Varsayılan idarenin verdiği zararla ilgili olarak menfi müspet zarar

Belediyenin çöp alanı konusunda çed raporu almadan, çevre kanunundaki yükümlülükleri gözetmeden yaptığı bir uygulama sonucunda müvekkilim zarar görmüştür. Söz konusu zararı görmemiş olsaydı tarım alanından maddi kazancı 4 birim olacaksa şimdi 1 birime satmaktadır. Konuyla ilgili menfi zarar istenebilir mi?siz sayın meslektaşlarımın menfi-müspet zararla ilgili görüşlerini bekliyorum
Old 28-01-2013, 12:26   #2
Cumhur Okyay

 
Varsayılan

Burada, menfi degil, müsbet zarar oldugu kanaatindeyim; esasen zor bir konu olan müsbet ve menfi zarar ayirimi hususunda, yüksek dairelerin pek ayrintili ve doyurucu açiklamalari bulunmaktadir. Kolay gelsin...
Old 28-01-2013, 12:59   #3
Secil0989

 
Varsayılan

teşekkür ederim C_OKYAY yargıtay kararların müspet zararı "Borçlu edayı gereği gibi ve vaktinde yerine getirseydi alacaklının mameleki ne durumda olacak idiyse, bu durumla eylemli durum arasındaki fark müsbet zarardır" şeklinde tanımlıyor yani müspet zararın oluşması için ortada bir sözleşme arıyor. Bizim olayımızda müsbet zararı yaratan belediye. Yani ortada bir sözleşme yok. İdarenin eylemleriyle ilgili nasıl bir yol izlenmeli? Elinizde konuyla ilgili yargıtay kararı var mı?
Old 28-01-2013, 14:06   #4
detay82

 
Varsayılan

Alıntı:
Yazan Secil0989
Belediyenin çöp alanı konusunda çed raporu almadan, çevre kanunundaki yükümlülükleri gözetmeden yaptığı bir uygulama sonucunda müvekkilim zarar görmüştür. Söz konusu zararı görmemiş olsaydı tarım alanından maddi kazancı 4 birim olacaksa şimdi 1 birime satmaktadır. Konuyla ilgili menfi zarar istenebilir mi?siz sayın meslektaşlarımın menfi-müspet zararla ilgili görüşlerini bekliyorum

Menfi ve müspet zarar, öğreti ve uygulamada, sözleşmenin yürürlükte olmasına veya feshedilmiş bulunmasına göre oluşan zararlardır.

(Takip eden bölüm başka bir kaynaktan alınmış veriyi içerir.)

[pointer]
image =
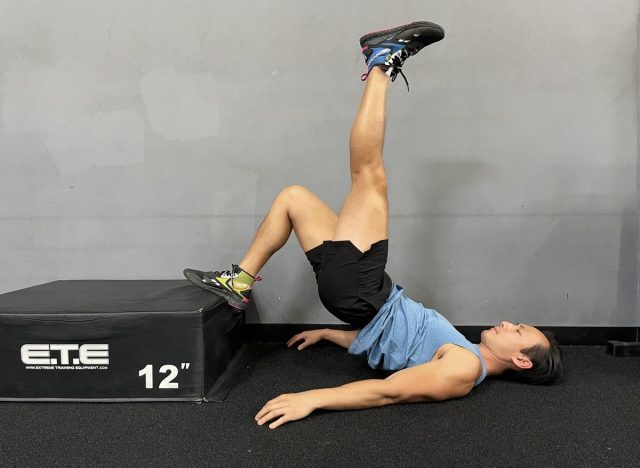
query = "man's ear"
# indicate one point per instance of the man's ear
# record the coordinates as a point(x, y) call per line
point(521, 361)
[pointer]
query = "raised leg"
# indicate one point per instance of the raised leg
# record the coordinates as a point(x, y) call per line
point(296, 208)
point(363, 218)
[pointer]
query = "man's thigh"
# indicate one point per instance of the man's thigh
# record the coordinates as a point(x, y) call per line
point(364, 217)
point(312, 219)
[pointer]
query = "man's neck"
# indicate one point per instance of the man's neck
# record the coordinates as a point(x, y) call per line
point(493, 364)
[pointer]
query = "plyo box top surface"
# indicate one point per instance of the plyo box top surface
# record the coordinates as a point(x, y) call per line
point(108, 296)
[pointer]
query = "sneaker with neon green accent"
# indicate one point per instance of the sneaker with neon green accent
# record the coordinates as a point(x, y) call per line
point(233, 285)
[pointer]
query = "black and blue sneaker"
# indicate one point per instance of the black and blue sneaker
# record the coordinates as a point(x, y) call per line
point(233, 285)
point(389, 48)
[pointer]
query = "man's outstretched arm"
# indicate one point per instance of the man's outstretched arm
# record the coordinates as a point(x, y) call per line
point(433, 381)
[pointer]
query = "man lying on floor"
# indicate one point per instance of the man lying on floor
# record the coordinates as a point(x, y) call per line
point(348, 254)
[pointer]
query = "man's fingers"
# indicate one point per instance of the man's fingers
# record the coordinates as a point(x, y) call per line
point(270, 415)
point(270, 406)
point(294, 339)
point(279, 422)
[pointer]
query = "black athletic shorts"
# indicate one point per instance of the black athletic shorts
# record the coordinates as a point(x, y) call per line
point(352, 285)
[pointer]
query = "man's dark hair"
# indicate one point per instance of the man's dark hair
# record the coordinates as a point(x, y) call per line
point(547, 364)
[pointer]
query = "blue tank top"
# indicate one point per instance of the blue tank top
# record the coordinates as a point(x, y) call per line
point(404, 333)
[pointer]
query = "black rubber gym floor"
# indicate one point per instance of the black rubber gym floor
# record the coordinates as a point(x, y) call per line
point(592, 419)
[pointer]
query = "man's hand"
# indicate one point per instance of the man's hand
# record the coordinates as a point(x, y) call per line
point(309, 337)
point(288, 407)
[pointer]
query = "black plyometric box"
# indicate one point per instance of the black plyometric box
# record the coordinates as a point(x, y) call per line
point(101, 340)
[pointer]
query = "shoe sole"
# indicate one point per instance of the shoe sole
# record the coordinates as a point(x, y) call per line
point(417, 24)
point(197, 281)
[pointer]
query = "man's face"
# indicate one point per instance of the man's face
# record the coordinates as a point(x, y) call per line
point(507, 339)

Yukarıdaki olayda, taraflar arasında herhangi bir sözleşme ilişkisi bulunmadığından, menfi veya müspet zarardan bahsedilmesine imkan bulunmamaktadır.

Eğer belediye ile yapılmış bir sözleşme bulunsaydı ve bu sözleşmenin feshedilmesinden dolayı bir zarara uğranılmış olsaydı menfi zarar talep edilebilecekti. Yahut da, aradaki sözleşme yürürlükte olmasına rağmen, bu sözleşmeye aykırı davranılmasından dolayı uğranılan bir zarar olsaydı müspet zarar talep edilebilecekti.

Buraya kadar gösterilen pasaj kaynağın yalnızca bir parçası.